- Born: February 1, 1929 Budapest, Hungary
- Died: January 23, 2000 (aged 70) Chico, California
- Education: University of Vienna University of California, Berkeley
- Employer: California State University, Chico

= Nicholas Nagy-Talavera =

Nicholas M. Nagy-Talavera or Miklós Nagy (February 1, 1929 - January 23, 2000) was a Hungarian-American dissident, historian, writer and professor.

==Biography==
He was born to prosperous merchants of Sephardic Jewish descent and spent his childhood in Oradea, Romania. In 1944, when he was 14 years old, Nagy-Talavera was arrested by Hungarian police and handed over to German authorities, who transported him to Auschwitz concentration camp, where he encountered the notorious Josef Mengele. He survived Auschwitz and returned to Budapest in 1945 to find that his parents had also survived the war by hiding with Christian friends.

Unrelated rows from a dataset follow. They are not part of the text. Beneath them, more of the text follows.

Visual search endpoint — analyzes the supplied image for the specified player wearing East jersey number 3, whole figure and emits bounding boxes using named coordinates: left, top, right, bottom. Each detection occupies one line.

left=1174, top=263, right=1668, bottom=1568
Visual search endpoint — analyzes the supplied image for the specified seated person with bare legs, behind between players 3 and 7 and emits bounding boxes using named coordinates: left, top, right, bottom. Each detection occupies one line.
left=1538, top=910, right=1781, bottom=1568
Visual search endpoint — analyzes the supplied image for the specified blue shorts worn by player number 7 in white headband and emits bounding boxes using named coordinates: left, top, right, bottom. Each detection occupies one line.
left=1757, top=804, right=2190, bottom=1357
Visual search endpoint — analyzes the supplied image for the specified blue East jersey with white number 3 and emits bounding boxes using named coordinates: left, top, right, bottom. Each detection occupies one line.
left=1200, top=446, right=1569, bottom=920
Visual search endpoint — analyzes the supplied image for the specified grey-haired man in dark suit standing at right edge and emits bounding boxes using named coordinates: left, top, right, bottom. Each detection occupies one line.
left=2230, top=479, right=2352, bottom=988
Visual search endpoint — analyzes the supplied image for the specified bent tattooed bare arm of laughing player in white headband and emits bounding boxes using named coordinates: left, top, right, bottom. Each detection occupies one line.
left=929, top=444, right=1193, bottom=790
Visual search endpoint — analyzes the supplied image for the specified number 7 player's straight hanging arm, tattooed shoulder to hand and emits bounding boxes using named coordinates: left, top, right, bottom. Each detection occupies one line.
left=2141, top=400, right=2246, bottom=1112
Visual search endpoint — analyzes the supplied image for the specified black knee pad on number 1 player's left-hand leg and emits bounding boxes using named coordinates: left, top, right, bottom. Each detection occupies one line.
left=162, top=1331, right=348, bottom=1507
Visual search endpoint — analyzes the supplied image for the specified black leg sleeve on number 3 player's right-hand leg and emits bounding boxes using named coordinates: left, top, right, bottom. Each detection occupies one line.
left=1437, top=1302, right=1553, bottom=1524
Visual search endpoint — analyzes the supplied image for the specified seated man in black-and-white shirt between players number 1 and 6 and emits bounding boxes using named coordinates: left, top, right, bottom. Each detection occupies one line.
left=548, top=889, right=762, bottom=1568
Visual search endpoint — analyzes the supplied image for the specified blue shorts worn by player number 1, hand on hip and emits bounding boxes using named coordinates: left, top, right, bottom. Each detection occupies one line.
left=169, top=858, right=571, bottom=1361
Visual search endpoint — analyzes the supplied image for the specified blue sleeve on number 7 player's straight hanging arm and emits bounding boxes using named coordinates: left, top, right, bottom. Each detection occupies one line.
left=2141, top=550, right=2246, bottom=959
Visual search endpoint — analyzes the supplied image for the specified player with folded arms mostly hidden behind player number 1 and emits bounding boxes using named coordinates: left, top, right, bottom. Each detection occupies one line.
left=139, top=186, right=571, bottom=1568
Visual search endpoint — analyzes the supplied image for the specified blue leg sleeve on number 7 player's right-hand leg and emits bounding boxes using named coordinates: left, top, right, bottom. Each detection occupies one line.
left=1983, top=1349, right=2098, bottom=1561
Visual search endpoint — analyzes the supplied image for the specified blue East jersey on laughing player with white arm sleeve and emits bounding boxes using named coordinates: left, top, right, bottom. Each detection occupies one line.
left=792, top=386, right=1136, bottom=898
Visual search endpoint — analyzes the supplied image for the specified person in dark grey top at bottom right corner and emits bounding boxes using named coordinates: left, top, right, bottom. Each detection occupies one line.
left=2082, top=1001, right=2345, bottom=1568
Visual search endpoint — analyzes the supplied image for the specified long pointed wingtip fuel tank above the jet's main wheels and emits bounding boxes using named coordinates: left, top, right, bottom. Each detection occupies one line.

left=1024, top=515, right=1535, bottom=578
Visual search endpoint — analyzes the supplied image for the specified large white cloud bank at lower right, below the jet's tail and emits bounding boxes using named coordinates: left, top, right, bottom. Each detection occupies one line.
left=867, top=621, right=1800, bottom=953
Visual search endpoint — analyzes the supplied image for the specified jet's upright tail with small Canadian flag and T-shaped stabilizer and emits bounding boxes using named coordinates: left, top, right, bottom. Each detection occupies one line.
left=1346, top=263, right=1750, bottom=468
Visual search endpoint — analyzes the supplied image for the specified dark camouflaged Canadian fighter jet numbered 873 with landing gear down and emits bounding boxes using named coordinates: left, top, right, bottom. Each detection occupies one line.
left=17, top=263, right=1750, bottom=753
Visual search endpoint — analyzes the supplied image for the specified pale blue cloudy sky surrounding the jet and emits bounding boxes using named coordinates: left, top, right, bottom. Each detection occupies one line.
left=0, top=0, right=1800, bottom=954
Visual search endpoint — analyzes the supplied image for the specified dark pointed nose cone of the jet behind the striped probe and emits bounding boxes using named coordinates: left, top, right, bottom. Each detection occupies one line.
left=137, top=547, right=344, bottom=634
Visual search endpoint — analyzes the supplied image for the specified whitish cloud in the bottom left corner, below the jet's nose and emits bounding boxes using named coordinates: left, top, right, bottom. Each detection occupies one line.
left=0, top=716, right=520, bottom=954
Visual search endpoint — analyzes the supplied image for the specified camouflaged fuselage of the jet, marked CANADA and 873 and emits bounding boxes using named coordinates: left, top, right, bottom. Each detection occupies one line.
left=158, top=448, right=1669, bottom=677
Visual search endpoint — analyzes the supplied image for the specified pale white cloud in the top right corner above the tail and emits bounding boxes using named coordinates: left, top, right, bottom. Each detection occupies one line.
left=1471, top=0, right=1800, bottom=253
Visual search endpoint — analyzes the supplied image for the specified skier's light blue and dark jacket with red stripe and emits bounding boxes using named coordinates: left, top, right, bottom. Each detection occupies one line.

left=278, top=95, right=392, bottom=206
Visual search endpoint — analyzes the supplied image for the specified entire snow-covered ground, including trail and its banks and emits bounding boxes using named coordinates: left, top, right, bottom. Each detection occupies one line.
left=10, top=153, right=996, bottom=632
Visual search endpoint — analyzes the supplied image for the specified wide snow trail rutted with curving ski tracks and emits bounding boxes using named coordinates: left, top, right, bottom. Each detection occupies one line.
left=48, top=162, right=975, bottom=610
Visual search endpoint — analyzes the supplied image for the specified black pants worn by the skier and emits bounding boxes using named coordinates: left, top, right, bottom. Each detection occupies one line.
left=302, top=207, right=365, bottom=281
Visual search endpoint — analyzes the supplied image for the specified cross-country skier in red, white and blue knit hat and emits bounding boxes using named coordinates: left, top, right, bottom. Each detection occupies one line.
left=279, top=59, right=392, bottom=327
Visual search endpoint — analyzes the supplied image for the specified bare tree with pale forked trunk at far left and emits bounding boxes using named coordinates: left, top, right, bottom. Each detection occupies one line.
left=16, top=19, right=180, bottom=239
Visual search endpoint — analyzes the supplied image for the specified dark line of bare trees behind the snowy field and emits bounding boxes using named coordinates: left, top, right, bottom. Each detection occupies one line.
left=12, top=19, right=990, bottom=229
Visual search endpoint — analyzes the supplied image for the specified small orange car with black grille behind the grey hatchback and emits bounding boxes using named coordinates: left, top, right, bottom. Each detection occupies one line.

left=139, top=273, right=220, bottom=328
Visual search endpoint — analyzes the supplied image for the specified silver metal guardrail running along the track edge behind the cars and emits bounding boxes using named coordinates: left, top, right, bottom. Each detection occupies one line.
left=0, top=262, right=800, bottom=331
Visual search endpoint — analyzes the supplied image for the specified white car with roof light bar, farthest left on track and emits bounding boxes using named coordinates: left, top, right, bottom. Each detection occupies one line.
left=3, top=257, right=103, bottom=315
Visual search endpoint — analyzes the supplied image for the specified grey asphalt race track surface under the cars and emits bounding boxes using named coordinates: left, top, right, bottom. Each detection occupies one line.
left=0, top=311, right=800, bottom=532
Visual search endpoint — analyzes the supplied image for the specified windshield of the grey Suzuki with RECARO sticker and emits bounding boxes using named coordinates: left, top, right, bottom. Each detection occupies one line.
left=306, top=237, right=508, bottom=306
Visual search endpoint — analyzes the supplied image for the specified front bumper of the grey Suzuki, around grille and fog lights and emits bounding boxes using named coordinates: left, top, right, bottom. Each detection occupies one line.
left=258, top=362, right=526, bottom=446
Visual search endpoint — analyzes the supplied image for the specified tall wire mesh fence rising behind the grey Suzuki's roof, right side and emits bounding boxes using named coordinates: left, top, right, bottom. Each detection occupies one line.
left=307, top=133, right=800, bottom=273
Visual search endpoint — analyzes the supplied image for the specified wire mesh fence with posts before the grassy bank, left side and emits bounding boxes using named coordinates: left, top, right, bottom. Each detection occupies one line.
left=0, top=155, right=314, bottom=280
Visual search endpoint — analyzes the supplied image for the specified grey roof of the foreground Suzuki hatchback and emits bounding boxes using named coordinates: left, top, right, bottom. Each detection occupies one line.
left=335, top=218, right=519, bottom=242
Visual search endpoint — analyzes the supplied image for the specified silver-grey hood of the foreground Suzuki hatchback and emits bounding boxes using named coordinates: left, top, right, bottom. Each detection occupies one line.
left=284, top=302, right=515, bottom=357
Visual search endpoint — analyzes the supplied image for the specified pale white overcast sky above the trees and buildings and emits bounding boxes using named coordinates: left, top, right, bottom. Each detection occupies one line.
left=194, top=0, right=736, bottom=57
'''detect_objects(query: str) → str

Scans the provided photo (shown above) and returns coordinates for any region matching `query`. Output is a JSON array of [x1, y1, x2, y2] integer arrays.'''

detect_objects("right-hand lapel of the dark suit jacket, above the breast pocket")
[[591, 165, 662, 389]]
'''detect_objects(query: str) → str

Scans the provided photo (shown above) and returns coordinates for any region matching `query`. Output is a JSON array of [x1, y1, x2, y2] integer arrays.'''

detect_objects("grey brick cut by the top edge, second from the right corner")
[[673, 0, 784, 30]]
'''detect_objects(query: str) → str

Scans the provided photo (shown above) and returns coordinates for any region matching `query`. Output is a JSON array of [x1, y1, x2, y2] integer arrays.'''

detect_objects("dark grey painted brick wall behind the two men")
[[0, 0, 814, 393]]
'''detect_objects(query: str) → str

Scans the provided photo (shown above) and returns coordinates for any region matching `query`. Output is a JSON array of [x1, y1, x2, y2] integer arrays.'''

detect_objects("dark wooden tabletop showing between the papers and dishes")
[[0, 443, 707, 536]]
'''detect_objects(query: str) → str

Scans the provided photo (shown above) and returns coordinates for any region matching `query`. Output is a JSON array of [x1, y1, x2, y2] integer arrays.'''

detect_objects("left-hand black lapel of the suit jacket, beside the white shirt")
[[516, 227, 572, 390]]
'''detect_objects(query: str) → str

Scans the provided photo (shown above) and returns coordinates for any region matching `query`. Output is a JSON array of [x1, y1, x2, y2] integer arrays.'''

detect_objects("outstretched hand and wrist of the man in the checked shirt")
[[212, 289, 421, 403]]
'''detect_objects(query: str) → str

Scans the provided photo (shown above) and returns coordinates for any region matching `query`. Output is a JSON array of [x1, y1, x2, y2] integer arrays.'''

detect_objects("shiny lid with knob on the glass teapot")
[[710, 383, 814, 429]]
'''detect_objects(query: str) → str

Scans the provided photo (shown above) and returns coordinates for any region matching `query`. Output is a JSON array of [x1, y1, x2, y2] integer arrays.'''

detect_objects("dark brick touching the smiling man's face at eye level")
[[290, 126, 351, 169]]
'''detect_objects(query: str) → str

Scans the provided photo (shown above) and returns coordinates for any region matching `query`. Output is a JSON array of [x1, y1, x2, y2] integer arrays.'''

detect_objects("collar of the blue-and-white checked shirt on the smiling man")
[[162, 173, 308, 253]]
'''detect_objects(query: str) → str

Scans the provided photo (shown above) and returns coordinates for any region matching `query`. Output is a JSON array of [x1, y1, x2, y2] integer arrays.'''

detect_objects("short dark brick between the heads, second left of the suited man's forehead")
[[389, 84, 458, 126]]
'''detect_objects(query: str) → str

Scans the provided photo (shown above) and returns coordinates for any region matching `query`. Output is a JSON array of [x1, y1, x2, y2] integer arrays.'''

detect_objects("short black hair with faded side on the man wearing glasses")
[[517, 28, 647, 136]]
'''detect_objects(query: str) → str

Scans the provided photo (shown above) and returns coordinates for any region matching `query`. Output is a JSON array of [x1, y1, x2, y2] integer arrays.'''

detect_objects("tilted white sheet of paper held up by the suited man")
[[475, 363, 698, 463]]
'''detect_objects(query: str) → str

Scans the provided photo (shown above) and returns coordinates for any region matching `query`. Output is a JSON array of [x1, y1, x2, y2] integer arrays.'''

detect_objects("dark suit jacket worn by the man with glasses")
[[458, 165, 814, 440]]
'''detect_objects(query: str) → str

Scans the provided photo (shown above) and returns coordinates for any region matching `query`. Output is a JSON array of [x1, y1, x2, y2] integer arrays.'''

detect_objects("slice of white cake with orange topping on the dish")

In 1948 Nagy-Talavera enrolled at the University of Vienna. Because of his dissident activities, he fell afoul of SMERSH, the Red Army's counter-intelligence branch. Arrested, convicted of espionage, and sentenced to 25 years of slave labor, he spent the next seven years in the USSR's gulag system. He was released in late 1955, and returned to Budapest in time to participate in the Hungarian Revolution of 1956. When the revolution failed he fled to Vienna, and thence to the United States.

Nagy-Talavera completed his Bachelor of Arts and Ph.D. degrees at the University of California, Berkeley. He taught Russian and Eastern European History at California State University, Chico from 1967 until his retirement in 1991.

Nagy-Talavera was the author of many articles and books including on Nicolae Iorga (Nicolae Iorga: A Biography)
and the Arrow Cross and the Iron Guard (The Green Shirts and the Others: A History of Fascism in Hungary and Romania). He was just a child when he met Corneliu Zelea Codreanu, the leader of the Iron Guard.